Are you afraid to trust your future in the hands of the God of truth, whose
sons you are? Are you distrustful of the Father, whose children you are? Will
you go back to the easy path of the certainty and intellectual settledness
of the religion of traditional authority, or will you gird yourselves to go
forward with me into that uncertain and troublous future of proclaiming the
new truths of the religion of the spirit, the kingdom of heaven in the hearts
of men?"
P1730:2, 155:5.14
All twenty-four of his hearers rose to their feet, intending to signify their
united and loyal response to this, one of the few emotional appeals which
Jesus ever made to them, but he raised his hand and stopped them, saying:
"Go now apart by yourselves, each man alone with the Father, and there find
the unemotional answer to my question, and having found such a true and sincere
attitude of soul, speak that answer freely and boldly to my Father and your
Father, whose infinite life of love is the very spirit of the religion we
proclaim."
P1730:3, 155:5.15
The evangelists and apostles went apart by themselves for a short time.
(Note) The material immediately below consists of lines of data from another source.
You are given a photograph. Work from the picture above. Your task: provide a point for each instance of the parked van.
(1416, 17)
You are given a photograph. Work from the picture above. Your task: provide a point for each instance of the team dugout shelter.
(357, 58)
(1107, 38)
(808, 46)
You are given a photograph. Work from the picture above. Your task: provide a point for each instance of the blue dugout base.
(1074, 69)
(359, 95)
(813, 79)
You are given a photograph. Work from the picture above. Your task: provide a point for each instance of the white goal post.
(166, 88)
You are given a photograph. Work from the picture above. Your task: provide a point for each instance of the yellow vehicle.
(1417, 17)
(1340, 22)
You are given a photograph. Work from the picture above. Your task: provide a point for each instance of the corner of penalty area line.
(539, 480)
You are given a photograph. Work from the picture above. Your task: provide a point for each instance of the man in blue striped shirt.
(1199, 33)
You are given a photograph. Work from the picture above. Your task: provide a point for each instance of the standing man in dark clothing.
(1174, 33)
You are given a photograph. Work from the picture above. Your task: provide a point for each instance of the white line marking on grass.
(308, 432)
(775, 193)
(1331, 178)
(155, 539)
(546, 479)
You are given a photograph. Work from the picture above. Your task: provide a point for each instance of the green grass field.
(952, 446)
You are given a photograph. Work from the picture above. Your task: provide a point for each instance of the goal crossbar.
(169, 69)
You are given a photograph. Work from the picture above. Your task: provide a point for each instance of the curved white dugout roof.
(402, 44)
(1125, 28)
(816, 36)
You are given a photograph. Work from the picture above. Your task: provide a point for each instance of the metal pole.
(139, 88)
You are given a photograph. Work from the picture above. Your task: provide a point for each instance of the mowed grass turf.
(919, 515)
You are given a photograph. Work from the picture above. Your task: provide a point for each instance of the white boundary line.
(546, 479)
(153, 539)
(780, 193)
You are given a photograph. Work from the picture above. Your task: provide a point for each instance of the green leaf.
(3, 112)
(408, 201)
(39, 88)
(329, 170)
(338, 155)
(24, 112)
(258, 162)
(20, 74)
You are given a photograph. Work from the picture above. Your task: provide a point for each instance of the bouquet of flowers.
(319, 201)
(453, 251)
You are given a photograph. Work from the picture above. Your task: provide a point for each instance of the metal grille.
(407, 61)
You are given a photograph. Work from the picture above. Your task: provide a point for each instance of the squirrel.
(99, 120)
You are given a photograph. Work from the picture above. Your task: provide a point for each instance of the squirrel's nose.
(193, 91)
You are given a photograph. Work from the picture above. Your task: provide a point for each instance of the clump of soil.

Their
spirits were uplifted, their minds were inspired, and their emotions mightily
stirred by what Jesus had said. But when Andrew called them together, the
Master said only: "Let us resume our journey. We go into Phoenicia to tarry
for a season, and all of you should pray the Father to transform your emotions
of mind and body into the higher loyalties of mind and the more satisfying
experiences of the spirit."
P1730:4, 155:5.16
As they journeyed on down the road, the twenty-four were silent, but presently
they began to talk one with another, and by three o'clock that afternoon they
could not go farther; they came to a halt, and Peter, going up to Jesus, said:
"Master, you have spoken to us the words of life and truth. We would hear
more; we beseech you to speak to us further concerning these matters."